Data Ingestion: A Brief History of the First Mile Problem
Have you purchased a book from Amazon? Do you use Google Maps to get from one location to another? Have you seen "Ted Lasso" on Apple TV? Ever uploaded a file to Box? Or take Lyft to get around town?
A product is only as good as the user data it collects. From navigation software to smart cars, and virtual assistants to robotic vacuums, we generate a ton of useful data that goes into improving almost every product we use today.
It seems that every time we do something, even a seemingly banal activity like watching a cat video on YouTube or purchasing a new book on Amazon, our data gets collected and improves future processes. As a result, companies recognize the importance of having a streamlined data ingestion processes to deliver successful business outcomes.
But how does all that data gets collected and ingested? For the sake of this article, let’s walk through a brief history of data ingestion solutions over the last decade.
2010 to 2015: The advent of cloud computing and growth of ETL solutions
The 2010s saw an explosion of new cloud and SaaS solutions as companies started moving workloads off premises and cloud giants emerged.
The big three biggest cloud providers were all underway by 2010. Amazon Web Services (AWS) rolled out in 2006, followed by Google's App Engine in 2008 and Microsoft's Azure Cloud Services in 2010. Their primary focus was on offering a web application hosting platform on which to create apps.
And cloud adoption took off. According to Gartner, global spending on public cloud is expected to end at $600 billion in 2023—almost eight times higher where it began the decade at $77 billion. With software-as-a-service (SaaS) comprising over 30% of revenue, the total market will reach $208 billion in 2023.
Companies like Netflix, Dropbox, or Uber all exist because of the Cloud. Cloud native services provide businesses with near-instant access to services that would have taken months to develop on premise. The number of cloud tools went through the roof as thousands of new SaaS, gaming, and tech companies were born in the Cloud.
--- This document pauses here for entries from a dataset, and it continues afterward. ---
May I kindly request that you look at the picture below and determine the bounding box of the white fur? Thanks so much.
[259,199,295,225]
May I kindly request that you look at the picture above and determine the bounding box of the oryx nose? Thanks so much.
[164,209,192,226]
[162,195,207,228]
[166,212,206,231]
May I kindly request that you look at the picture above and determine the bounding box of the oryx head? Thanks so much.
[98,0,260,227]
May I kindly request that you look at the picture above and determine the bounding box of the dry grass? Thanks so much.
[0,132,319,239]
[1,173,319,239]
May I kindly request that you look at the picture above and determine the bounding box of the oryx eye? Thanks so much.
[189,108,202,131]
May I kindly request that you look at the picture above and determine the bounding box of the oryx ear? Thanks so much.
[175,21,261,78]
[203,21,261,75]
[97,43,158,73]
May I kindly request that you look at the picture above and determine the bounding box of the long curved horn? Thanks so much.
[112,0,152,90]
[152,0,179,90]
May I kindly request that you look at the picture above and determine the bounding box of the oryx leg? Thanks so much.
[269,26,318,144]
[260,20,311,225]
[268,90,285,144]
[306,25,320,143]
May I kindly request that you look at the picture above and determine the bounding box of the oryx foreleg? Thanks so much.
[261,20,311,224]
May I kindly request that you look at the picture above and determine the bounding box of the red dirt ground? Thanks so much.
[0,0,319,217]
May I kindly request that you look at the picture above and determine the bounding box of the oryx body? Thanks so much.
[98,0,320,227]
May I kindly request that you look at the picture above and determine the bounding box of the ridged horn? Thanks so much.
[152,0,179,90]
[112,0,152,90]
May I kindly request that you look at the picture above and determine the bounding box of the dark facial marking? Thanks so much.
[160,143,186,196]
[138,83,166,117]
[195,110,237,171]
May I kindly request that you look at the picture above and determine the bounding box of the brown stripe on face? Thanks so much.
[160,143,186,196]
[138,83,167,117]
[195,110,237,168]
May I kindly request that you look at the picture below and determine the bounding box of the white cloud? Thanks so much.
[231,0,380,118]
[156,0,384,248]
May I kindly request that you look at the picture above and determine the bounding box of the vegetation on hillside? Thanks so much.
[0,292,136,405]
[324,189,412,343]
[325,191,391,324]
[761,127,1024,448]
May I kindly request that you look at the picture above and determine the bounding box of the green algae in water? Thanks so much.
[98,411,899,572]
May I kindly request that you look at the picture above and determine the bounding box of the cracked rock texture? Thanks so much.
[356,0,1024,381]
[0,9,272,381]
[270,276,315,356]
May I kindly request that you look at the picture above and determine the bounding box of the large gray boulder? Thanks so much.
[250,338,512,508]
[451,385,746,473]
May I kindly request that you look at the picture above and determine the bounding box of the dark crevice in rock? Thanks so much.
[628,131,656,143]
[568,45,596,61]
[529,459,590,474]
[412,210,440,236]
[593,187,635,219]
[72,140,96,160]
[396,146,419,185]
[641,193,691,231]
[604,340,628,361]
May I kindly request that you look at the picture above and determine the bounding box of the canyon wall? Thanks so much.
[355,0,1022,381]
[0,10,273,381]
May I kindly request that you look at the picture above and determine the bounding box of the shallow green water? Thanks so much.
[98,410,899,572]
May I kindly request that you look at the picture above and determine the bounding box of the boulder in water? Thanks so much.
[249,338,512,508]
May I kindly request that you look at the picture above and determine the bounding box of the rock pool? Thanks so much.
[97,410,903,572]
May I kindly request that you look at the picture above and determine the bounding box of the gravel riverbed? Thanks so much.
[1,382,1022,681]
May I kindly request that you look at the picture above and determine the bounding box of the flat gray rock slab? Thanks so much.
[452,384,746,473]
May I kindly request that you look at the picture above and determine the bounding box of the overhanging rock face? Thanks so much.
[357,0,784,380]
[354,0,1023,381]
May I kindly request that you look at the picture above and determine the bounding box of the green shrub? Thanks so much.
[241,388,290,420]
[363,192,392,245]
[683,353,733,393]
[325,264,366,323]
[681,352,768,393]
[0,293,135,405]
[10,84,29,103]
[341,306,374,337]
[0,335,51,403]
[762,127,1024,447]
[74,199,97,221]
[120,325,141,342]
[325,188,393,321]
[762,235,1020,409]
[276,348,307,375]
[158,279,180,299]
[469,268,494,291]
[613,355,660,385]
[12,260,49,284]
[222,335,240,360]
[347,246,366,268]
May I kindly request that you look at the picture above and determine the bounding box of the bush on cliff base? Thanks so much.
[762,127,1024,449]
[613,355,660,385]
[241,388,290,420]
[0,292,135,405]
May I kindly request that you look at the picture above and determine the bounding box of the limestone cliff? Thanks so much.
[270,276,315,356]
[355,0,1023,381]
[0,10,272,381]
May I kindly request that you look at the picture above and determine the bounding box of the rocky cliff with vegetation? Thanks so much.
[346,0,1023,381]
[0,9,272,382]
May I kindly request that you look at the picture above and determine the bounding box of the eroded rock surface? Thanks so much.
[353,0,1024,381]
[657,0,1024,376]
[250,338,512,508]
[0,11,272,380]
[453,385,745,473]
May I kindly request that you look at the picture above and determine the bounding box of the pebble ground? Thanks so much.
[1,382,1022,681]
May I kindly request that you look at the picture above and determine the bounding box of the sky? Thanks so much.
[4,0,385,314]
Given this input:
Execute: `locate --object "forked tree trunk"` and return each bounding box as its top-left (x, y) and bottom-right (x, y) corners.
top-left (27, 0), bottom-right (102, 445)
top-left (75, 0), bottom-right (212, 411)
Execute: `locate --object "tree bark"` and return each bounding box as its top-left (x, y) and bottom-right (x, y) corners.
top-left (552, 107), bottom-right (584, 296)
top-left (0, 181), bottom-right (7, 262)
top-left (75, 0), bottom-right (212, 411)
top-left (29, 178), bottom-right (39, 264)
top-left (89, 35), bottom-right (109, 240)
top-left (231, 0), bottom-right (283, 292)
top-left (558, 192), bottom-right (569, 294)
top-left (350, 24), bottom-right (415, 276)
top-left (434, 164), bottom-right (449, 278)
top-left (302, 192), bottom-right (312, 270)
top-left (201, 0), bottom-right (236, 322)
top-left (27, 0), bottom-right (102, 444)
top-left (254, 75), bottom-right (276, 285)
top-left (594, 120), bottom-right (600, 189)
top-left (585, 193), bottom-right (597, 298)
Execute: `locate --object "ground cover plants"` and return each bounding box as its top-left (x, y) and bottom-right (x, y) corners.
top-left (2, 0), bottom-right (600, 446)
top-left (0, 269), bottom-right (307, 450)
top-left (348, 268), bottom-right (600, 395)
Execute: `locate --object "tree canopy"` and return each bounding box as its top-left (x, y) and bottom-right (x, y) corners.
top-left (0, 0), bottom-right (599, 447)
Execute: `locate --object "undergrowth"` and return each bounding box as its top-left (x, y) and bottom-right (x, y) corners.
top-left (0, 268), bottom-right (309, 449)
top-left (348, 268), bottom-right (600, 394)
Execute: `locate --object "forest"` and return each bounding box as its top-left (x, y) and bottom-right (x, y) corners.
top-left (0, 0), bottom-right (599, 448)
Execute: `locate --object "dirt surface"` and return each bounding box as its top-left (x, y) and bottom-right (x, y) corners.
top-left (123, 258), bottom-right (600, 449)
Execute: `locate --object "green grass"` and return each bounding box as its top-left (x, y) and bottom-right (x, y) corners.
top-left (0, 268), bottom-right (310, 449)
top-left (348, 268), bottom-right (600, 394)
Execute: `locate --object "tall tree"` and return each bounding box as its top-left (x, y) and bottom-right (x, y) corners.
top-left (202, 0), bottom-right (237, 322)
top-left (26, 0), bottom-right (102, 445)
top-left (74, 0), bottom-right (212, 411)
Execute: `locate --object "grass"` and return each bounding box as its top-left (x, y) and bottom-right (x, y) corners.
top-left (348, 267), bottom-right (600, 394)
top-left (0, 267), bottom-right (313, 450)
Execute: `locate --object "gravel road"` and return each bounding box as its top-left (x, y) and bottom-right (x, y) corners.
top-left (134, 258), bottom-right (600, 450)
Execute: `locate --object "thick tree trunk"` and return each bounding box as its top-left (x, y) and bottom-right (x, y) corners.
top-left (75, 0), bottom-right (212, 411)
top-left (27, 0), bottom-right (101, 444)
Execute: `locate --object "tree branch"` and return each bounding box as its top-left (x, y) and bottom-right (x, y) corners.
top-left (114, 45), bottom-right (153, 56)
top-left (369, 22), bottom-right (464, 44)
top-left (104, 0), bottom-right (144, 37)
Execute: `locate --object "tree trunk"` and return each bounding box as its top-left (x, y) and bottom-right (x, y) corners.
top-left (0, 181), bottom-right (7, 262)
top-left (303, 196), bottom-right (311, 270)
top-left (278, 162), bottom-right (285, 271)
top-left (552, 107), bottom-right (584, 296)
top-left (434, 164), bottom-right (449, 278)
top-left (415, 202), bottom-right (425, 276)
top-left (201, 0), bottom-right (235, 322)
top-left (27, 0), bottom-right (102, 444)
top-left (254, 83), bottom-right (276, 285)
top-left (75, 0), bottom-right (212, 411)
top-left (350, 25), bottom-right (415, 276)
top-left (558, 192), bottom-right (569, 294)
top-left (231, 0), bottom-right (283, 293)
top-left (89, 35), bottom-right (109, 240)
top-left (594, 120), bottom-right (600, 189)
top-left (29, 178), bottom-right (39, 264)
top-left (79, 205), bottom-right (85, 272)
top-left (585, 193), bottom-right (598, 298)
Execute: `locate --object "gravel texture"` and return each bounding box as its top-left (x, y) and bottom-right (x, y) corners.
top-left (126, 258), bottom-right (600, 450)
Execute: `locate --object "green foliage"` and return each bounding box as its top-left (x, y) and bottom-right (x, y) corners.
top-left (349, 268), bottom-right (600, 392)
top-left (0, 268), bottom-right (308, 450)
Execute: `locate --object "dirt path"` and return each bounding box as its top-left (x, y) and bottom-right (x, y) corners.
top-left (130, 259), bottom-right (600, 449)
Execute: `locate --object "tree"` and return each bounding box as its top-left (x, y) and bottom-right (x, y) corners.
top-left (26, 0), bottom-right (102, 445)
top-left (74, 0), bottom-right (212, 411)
Engineering teams needed a way to combine all these new cloud-based data sources like ads, ERP, CRM, and payment to help calculate their cost of acquisition. With the shift away from on-premise, the adoption of ETL (extract-transform-load) solutions accelerated, as building and maintaining data pipelines in-house began to make less and less sense.
This new paradigm gave businesses deeper insight into their legacy data, enabled visualization on top of a unified view, and enabled the rise of the data analyst, who enjoyed this new playground of sanitized data.
Advantages of ETL
There are many use cases for ETL in modern applications where security, customization, and data quality are priorities.
ETL is ideal for applications where anonymization and security are key. Organizations in the healthcare, government, and finance industries all benefit since they’re subject to compliance regulations, like HIPAA or GDPR.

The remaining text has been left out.